When you’re 24, you can’t make a mistake. Anything you do, it’s going to be okay. The only thing that separates you from the person that does something is that that person is doing something and you’re left in indecision. “Should I go to LA, should I go to New York, should I write a book, should I do this?” No, just do it. And if you do it, and have that confidence, it’s going to work out. It’s going to be okay. You’re going to discover something. It is all going to be okay.

Chuck Cooper and Margaret Odette (center) in rehearsal for Much Ado About Nothing, The Public Theater’s Free Shakespeare in the Park production, directed by Kenny Leon, running at the Delacorte Theater in Central Park starting May 21. Photo credit: Joan Marcus.

GUEYE: That’s good advice. So far you’ve accomplished so much in your life, but I still want to ask you, what is your biggest life goal?

LEON: One of my best friends is Samuel L. Jackson and I always talk to him and say “Man, isn’t it good just to be relevant?” Oh, I want to keep being relevant. I want to keep understanding generational differences. There’s things that as a 60 year old, I can offer to a 30 year old that will be a gift to them.

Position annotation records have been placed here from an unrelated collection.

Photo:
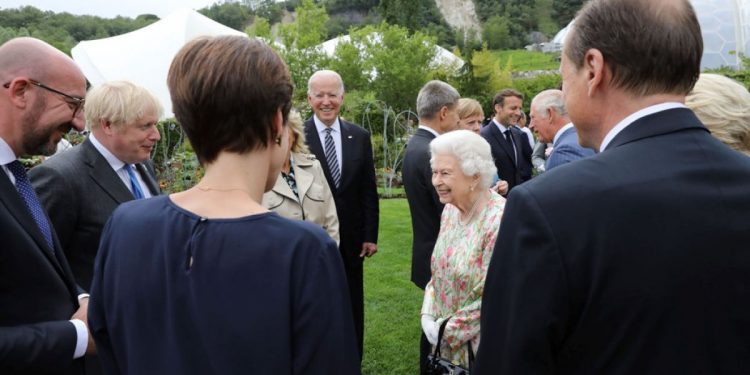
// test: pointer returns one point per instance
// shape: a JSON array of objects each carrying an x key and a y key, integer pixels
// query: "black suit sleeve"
[
  {"x": 41, "y": 347},
  {"x": 369, "y": 195},
  {"x": 59, "y": 200},
  {"x": 525, "y": 304}
]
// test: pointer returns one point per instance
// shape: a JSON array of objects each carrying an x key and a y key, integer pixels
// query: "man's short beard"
[{"x": 36, "y": 139}]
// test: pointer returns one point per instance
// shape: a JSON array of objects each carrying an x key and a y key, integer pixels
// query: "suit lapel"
[
  {"x": 500, "y": 139},
  {"x": 17, "y": 207},
  {"x": 348, "y": 153},
  {"x": 313, "y": 142},
  {"x": 302, "y": 176},
  {"x": 103, "y": 175},
  {"x": 148, "y": 178}
]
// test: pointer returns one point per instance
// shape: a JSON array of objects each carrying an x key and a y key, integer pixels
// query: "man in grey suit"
[
  {"x": 437, "y": 104},
  {"x": 81, "y": 187},
  {"x": 43, "y": 314},
  {"x": 549, "y": 119}
]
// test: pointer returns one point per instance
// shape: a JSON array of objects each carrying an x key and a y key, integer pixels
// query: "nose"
[{"x": 78, "y": 123}]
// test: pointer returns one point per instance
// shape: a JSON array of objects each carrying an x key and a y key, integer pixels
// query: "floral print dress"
[{"x": 459, "y": 265}]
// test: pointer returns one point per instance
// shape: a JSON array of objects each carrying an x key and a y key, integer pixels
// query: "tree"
[{"x": 260, "y": 28}]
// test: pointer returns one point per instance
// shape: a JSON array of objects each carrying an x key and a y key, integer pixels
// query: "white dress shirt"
[{"x": 635, "y": 116}]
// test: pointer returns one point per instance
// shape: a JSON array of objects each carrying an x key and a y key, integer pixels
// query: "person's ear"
[
  {"x": 17, "y": 90},
  {"x": 593, "y": 62}
]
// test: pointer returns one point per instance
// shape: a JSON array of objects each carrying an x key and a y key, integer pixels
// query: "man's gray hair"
[
  {"x": 433, "y": 96},
  {"x": 549, "y": 99},
  {"x": 321, "y": 73},
  {"x": 472, "y": 151}
]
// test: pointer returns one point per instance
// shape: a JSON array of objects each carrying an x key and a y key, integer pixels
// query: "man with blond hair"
[
  {"x": 634, "y": 260},
  {"x": 81, "y": 187}
]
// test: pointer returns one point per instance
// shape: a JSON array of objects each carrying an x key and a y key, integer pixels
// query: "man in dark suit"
[
  {"x": 634, "y": 260},
  {"x": 43, "y": 325},
  {"x": 550, "y": 121},
  {"x": 436, "y": 107},
  {"x": 510, "y": 146},
  {"x": 81, "y": 187},
  {"x": 345, "y": 153}
]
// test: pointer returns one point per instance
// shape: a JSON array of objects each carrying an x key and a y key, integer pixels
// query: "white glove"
[{"x": 430, "y": 328}]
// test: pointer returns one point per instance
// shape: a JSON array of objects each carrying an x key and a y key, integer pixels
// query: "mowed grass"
[{"x": 392, "y": 301}]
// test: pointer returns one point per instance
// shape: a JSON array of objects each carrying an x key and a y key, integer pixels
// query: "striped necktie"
[
  {"x": 333, "y": 161},
  {"x": 23, "y": 185}
]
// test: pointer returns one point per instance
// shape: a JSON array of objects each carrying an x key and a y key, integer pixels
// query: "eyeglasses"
[{"x": 74, "y": 102}]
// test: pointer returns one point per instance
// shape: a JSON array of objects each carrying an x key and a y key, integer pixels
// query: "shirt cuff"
[{"x": 82, "y": 342}]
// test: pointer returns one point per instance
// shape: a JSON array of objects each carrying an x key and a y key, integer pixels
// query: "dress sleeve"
[{"x": 464, "y": 325}]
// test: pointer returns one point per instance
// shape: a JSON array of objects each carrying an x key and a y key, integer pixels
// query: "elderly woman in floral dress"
[{"x": 462, "y": 171}]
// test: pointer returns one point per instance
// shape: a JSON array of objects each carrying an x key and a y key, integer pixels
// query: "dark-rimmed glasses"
[{"x": 74, "y": 102}]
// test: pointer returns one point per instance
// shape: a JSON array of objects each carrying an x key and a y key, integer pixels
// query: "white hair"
[
  {"x": 549, "y": 99},
  {"x": 472, "y": 151}
]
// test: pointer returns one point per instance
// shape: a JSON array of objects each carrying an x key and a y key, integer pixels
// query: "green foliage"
[
  {"x": 496, "y": 32},
  {"x": 260, "y": 28},
  {"x": 531, "y": 86}
]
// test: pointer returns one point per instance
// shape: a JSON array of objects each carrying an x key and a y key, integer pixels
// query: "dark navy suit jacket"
[{"x": 632, "y": 261}]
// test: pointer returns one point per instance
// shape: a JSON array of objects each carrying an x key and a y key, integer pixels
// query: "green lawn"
[
  {"x": 392, "y": 301},
  {"x": 523, "y": 60}
]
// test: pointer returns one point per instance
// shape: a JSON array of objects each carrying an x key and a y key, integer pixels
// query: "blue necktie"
[
  {"x": 134, "y": 185},
  {"x": 333, "y": 161},
  {"x": 32, "y": 202}
]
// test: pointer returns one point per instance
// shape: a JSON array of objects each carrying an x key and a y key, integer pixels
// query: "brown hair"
[
  {"x": 500, "y": 97},
  {"x": 468, "y": 107},
  {"x": 226, "y": 91},
  {"x": 665, "y": 36}
]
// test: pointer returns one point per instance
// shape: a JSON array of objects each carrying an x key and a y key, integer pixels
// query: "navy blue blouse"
[{"x": 174, "y": 293}]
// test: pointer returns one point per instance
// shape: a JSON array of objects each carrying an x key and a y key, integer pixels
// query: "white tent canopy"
[{"x": 143, "y": 56}]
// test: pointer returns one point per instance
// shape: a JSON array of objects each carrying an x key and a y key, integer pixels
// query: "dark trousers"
[
  {"x": 424, "y": 350},
  {"x": 353, "y": 265}
]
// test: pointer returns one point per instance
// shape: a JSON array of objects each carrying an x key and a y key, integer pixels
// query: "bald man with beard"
[{"x": 43, "y": 316}]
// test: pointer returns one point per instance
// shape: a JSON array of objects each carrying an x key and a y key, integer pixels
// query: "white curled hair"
[{"x": 471, "y": 150}]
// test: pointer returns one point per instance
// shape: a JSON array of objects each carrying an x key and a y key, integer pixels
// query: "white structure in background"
[
  {"x": 443, "y": 57},
  {"x": 143, "y": 56},
  {"x": 725, "y": 25}
]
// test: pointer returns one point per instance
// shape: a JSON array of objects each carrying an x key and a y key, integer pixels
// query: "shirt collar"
[
  {"x": 636, "y": 116},
  {"x": 321, "y": 127},
  {"x": 113, "y": 161},
  {"x": 500, "y": 126},
  {"x": 6, "y": 153},
  {"x": 562, "y": 130},
  {"x": 429, "y": 129}
]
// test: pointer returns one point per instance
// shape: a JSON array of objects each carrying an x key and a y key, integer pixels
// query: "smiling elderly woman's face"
[{"x": 452, "y": 185}]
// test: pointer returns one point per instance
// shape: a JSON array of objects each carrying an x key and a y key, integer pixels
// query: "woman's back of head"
[
  {"x": 226, "y": 91},
  {"x": 723, "y": 105}
]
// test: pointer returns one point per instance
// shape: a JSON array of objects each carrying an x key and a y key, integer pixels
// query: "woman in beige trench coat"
[{"x": 312, "y": 201}]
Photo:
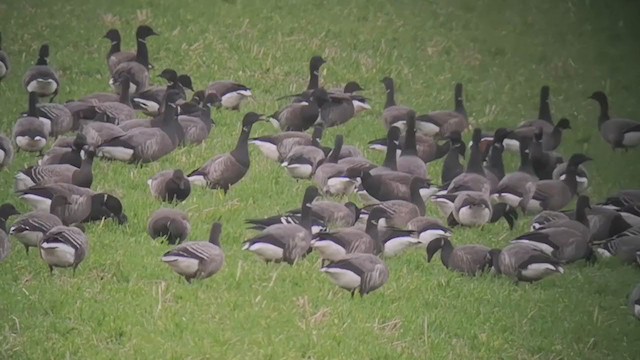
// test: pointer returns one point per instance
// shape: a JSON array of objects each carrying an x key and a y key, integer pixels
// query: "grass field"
[{"x": 124, "y": 303}]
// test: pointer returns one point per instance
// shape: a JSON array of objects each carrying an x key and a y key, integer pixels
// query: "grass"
[{"x": 124, "y": 303}]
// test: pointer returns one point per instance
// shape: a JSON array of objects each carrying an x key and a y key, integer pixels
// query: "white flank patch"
[
  {"x": 299, "y": 171},
  {"x": 328, "y": 250},
  {"x": 343, "y": 278},
  {"x": 398, "y": 245},
  {"x": 182, "y": 265},
  {"x": 23, "y": 181},
  {"x": 37, "y": 202},
  {"x": 268, "y": 149},
  {"x": 44, "y": 87},
  {"x": 544, "y": 247},
  {"x": 115, "y": 152},
  {"x": 474, "y": 215},
  {"x": 631, "y": 139},
  {"x": 57, "y": 254}
]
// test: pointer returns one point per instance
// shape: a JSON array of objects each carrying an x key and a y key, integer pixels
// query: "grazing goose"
[
  {"x": 362, "y": 272},
  {"x": 393, "y": 113},
  {"x": 64, "y": 247},
  {"x": 618, "y": 132},
  {"x": 276, "y": 147},
  {"x": 60, "y": 173},
  {"x": 29, "y": 132},
  {"x": 197, "y": 259},
  {"x": 225, "y": 170},
  {"x": 6, "y": 152},
  {"x": 470, "y": 260},
  {"x": 409, "y": 162},
  {"x": 6, "y": 210},
  {"x": 137, "y": 70},
  {"x": 554, "y": 194},
  {"x": 170, "y": 186},
  {"x": 66, "y": 155},
  {"x": 144, "y": 145},
  {"x": 523, "y": 262},
  {"x": 41, "y": 79},
  {"x": 285, "y": 242},
  {"x": 197, "y": 126},
  {"x": 444, "y": 122},
  {"x": 31, "y": 227},
  {"x": 5, "y": 64},
  {"x": 117, "y": 112},
  {"x": 171, "y": 224},
  {"x": 231, "y": 93},
  {"x": 634, "y": 302}
]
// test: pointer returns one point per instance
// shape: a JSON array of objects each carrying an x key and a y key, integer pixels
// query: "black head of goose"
[
  {"x": 554, "y": 194},
  {"x": 197, "y": 259},
  {"x": 64, "y": 246},
  {"x": 225, "y": 170},
  {"x": 618, "y": 132},
  {"x": 6, "y": 152},
  {"x": 470, "y": 260},
  {"x": 170, "y": 186},
  {"x": 362, "y": 272},
  {"x": 144, "y": 145},
  {"x": 285, "y": 242},
  {"x": 5, "y": 63},
  {"x": 29, "y": 132},
  {"x": 171, "y": 224},
  {"x": 41, "y": 79},
  {"x": 137, "y": 70}
]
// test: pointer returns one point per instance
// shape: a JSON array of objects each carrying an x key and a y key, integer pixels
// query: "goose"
[
  {"x": 86, "y": 208},
  {"x": 409, "y": 162},
  {"x": 6, "y": 152},
  {"x": 170, "y": 186},
  {"x": 197, "y": 127},
  {"x": 224, "y": 170},
  {"x": 66, "y": 155},
  {"x": 618, "y": 132},
  {"x": 41, "y": 79},
  {"x": 144, "y": 145},
  {"x": 334, "y": 245},
  {"x": 137, "y": 70},
  {"x": 634, "y": 302},
  {"x": 362, "y": 272},
  {"x": 5, "y": 63},
  {"x": 470, "y": 260},
  {"x": 330, "y": 214},
  {"x": 554, "y": 194},
  {"x": 171, "y": 224},
  {"x": 444, "y": 122},
  {"x": 392, "y": 113},
  {"x": 6, "y": 210},
  {"x": 31, "y": 227},
  {"x": 523, "y": 262},
  {"x": 117, "y": 112},
  {"x": 285, "y": 242},
  {"x": 63, "y": 247},
  {"x": 231, "y": 93},
  {"x": 29, "y": 132},
  {"x": 60, "y": 173},
  {"x": 276, "y": 147},
  {"x": 197, "y": 259}
]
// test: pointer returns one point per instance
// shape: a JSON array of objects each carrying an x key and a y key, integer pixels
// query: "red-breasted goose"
[
  {"x": 40, "y": 78},
  {"x": 197, "y": 259},
  {"x": 618, "y": 132},
  {"x": 285, "y": 242},
  {"x": 225, "y": 170},
  {"x": 362, "y": 272}
]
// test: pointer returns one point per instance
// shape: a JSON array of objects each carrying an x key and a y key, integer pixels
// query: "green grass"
[{"x": 124, "y": 303}]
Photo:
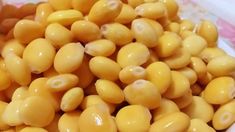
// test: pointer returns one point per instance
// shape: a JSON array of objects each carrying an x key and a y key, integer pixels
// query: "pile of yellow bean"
[{"x": 112, "y": 65}]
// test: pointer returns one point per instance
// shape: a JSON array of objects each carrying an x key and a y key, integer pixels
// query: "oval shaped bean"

They can give me things that at 30 that can be a gift to me. As long as we keep communicating with people at different ages, races and different agendas in life, that’s where the growth is. That’s where beauty is. I want to keep doing projects that allow me to embrace people of all ages, all races, all cultures, all sexual persuasions, and then I can be an even greater gift to the world. I’m just trying to do more of that to work with a wider variety of people.